Лес, привлекший сюда Ганса Касторпа, находился по другую сторону ущелья, в которое он нечаянно съехал. Двигаясь по его покрытому снегом дну, он заметил, что ближе к горе оно становится покатым, идет книзу. По мере того как он спускался, откосы становились выше, ложбина, точно туннель, врезалась в глубь горы. Затем носы его лыж опять приняли почти вертикальное положение; грунт сделался выше, боковые стены сошли на нет. Бездорожным своим путем Ганс Касторп снова вышел на открытый склон, вздымавшийся к небу.
Хвойный лес был теперь сбоку от него и под ним; он повернул и, быстро съехав вниз, оказался среди заснеженных елей, последних деревьев большого бора, клином врезавшихся в безлесное пространство. Под их сенью он отдохнул, выкурил папиросу, в душе все еще подавленный, взволнованный и угнетенный бездонной тишиной и таинственным одиночеством, но гордый тем, что завоевал их, и полный отваги от сознания своего почетного права на такое окружение.
Было три часа. Он ушел вскоре после обеда, намереваясь пропустить час «главного лежания» и полдник, но вернуться еще засветло. Предстоящие часы блужданья среди величавых просторов наполняли радостью его сердце. Он засунул плитку шоколада в карман бриджей и маленькую фляжку портвейна в жилет под свитером.
Солнце было едва различимо за туманной дымкой.
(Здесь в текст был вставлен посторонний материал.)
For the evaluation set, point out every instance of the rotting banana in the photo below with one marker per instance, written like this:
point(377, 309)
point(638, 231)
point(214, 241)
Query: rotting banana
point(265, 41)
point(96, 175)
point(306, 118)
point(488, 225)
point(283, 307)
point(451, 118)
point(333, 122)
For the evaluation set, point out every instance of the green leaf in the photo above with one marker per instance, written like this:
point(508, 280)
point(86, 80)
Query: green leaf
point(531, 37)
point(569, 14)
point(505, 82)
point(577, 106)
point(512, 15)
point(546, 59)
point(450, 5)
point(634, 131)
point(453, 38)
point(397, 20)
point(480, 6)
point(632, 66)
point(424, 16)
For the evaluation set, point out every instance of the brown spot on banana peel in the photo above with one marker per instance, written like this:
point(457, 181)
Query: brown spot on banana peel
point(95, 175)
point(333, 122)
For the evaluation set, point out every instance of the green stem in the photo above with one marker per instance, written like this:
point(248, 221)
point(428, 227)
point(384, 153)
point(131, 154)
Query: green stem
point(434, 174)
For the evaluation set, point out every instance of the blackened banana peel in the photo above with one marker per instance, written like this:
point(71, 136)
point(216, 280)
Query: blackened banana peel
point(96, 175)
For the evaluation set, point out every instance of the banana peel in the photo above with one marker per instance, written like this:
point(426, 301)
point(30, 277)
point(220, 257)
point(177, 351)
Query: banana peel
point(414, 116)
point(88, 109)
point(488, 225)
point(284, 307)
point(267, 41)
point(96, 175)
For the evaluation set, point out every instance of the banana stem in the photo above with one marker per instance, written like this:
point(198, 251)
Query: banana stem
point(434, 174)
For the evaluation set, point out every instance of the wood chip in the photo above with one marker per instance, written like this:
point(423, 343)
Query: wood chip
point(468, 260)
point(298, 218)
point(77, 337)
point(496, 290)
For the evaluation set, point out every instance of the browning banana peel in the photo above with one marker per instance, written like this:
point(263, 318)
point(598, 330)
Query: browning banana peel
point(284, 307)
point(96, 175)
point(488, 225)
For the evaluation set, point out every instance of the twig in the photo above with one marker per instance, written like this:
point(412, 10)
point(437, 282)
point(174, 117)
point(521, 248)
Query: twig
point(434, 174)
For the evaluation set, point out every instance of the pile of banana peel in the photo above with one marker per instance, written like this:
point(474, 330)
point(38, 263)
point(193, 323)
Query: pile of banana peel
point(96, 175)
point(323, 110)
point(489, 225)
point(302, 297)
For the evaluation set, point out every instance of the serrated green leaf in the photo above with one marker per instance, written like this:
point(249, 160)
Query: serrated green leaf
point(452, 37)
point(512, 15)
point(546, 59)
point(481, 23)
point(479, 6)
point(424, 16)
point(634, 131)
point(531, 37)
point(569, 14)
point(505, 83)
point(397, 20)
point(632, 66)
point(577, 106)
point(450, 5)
Сзади, там, где кончалась долина, возле угла горного кряжа, невидимого Гансу Касторпу, темные облака и плотная мгла, казалось, двигались ему навстречу. Похоже было, что пойдет снег, и, пожалуй, сильнее, чем это нужно для удовлетворения его мечты о настоящей метели. И правда, маленькие, беззвучные хлопья все гуще падали на горное плато.